I totally agree. I have done multiple out west hunts and my one Michigan hunt. Outwest was beautiful great terrain and unbelievable scenery, Michigan brought it's own excitement to the hunt. It is a lottery, just like the lotto, I don't expect to win every time I play but when I do and I'm going to celebrate it ! To be able to take it in elk in my home state was an awesome experience


----------



## srconnell22 (Aug 27, 2007)

I would love to see which public land unit (that doesn't require a multi-year wait to pull a tag) out west is producing bigger bulls than Michigan does consistently. I would easily say 90% of the bulls I've ever seen come back here from OTC or easily drawn units out west are dinks that I wouldn't take a second look at here. Just my opinion.


----------



## DODGERDOG (Jul 1, 2015)

srconnell22 said:


> I would love to see which public land unit (that doesn't require a multi-year wait to pull a tag) out west is producing bigger bulls than Michigan does consistently. I would easily say 90% of the bulls I've ever seen come back here from OTC or easily drawn units out west are dinks that I wouldn't take a second look at here. Just my opinion.

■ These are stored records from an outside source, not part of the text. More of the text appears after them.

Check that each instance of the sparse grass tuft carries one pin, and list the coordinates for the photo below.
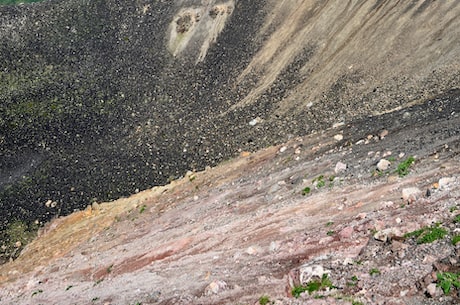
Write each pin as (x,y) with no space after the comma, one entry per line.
(427,235)
(447,280)
(312,286)
(457,219)
(455,239)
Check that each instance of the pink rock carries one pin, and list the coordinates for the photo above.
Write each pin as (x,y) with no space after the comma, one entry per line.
(346,233)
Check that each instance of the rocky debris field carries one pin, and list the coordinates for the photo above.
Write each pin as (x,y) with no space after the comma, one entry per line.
(366,212)
(103,98)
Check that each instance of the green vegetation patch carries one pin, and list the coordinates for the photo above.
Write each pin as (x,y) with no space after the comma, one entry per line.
(313,286)
(447,280)
(14,238)
(427,234)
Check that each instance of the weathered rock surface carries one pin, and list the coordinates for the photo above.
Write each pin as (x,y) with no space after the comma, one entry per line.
(102,98)
(234,233)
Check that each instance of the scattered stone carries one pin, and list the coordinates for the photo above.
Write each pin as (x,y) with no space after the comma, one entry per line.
(340,167)
(386,154)
(411,194)
(308,272)
(255,121)
(431,290)
(445,182)
(253,250)
(337,125)
(383,134)
(383,165)
(215,288)
(388,234)
(274,246)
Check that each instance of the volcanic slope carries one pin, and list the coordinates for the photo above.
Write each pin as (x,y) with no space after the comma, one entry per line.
(100,99)
(258,226)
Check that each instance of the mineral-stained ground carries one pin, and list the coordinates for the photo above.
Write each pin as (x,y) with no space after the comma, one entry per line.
(328,130)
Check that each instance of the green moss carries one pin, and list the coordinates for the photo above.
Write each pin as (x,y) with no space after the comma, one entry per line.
(312,286)
(427,234)
(447,280)
(15,237)
(403,167)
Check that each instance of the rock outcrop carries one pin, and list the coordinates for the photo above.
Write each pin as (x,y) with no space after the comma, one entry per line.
(101,99)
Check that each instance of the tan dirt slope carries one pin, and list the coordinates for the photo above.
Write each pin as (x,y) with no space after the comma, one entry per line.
(244,229)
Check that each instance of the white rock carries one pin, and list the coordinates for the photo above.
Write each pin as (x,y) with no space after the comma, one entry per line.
(383,134)
(337,125)
(411,194)
(253,250)
(274,246)
(340,167)
(48,203)
(383,165)
(431,289)
(308,272)
(255,121)
(445,182)
(387,234)
(215,287)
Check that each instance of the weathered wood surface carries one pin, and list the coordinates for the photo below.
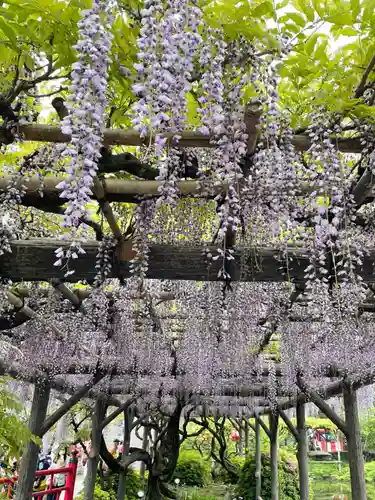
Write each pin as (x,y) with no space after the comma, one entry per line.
(33,260)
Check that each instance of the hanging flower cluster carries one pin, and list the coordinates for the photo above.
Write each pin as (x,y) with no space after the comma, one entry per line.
(168,41)
(87,106)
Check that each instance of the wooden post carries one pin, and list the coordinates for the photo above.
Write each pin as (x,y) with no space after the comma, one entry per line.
(355,452)
(302,452)
(145,448)
(30,457)
(274,421)
(246,423)
(258,462)
(128,421)
(93,457)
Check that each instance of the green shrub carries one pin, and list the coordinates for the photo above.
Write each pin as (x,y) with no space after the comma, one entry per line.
(191,469)
(133,485)
(329,471)
(98,495)
(221,475)
(288,480)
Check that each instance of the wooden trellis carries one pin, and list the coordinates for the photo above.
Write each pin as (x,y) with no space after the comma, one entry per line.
(33,260)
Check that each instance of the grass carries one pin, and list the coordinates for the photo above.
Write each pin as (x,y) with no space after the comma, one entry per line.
(210,492)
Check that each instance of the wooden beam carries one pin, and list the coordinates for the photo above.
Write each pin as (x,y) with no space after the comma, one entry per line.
(274,452)
(43,192)
(29,458)
(364,187)
(258,461)
(315,398)
(263,425)
(302,452)
(188,139)
(33,260)
(289,424)
(116,190)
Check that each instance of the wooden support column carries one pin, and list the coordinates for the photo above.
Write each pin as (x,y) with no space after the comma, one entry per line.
(30,457)
(355,451)
(300,436)
(246,424)
(302,452)
(93,458)
(258,462)
(274,421)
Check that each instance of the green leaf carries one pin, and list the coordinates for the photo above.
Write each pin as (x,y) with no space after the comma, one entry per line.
(341,19)
(310,44)
(348,31)
(355,8)
(305,7)
(262,9)
(297,18)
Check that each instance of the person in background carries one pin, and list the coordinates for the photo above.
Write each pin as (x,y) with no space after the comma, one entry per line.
(40,482)
(58,479)
(114,449)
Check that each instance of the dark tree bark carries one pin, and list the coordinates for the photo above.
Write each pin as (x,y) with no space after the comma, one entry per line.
(166,451)
(128,421)
(93,457)
(29,459)
(258,462)
(302,453)
(274,421)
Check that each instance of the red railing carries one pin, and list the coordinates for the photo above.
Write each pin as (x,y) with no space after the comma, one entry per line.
(70,472)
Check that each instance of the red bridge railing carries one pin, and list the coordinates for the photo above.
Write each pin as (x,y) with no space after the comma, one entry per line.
(70,471)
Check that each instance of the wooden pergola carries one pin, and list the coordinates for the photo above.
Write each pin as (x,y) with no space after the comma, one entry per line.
(32,260)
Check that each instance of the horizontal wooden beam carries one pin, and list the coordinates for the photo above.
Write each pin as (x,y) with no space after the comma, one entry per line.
(188,139)
(33,260)
(43,192)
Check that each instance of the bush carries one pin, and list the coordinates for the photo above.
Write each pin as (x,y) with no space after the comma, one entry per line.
(221,475)
(329,471)
(98,495)
(191,469)
(288,480)
(133,485)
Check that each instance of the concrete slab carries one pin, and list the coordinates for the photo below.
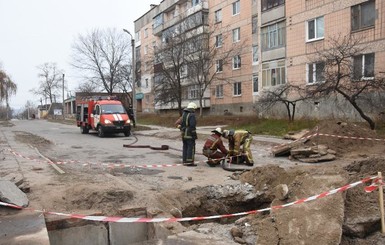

 My bull from Colorado was smaller than Scott's that he got from here in Michigan this year


----------



## srconnell22 (Aug 27, 2007)

dlawrence1 said:


> 64 tags and 34,000 or more applicants = 0.0018% chance of drawing a tag. F*** that. I'll go out west before I even put in for one. Bigger bulls, bigger country.
> 
> http://www.michigan.gov/dnr/0,4570,7-153-10363_10856_10893-28291--,00.html


Just so there are no errors in communication here: 

100 state tags this year. 
11 tribal tags this year. 
3 pure Michigan tags this year. 

If you applied for both the state and pure Michigan draw, you'd have a chance at drawing one of 103 tags, 33 of which would allow you the opportunity to kill a bull. 

From there, once you draw the tag, you have to find and cleanly harvest a bull in country that is across the board 10x thicker than anything out west. 

Each location has its advantages and disadvantages, to each their own. Would I like to go out west someday and kill a bull? Sure. But I certainly wouldn't skip Michigan's elk season to do it. 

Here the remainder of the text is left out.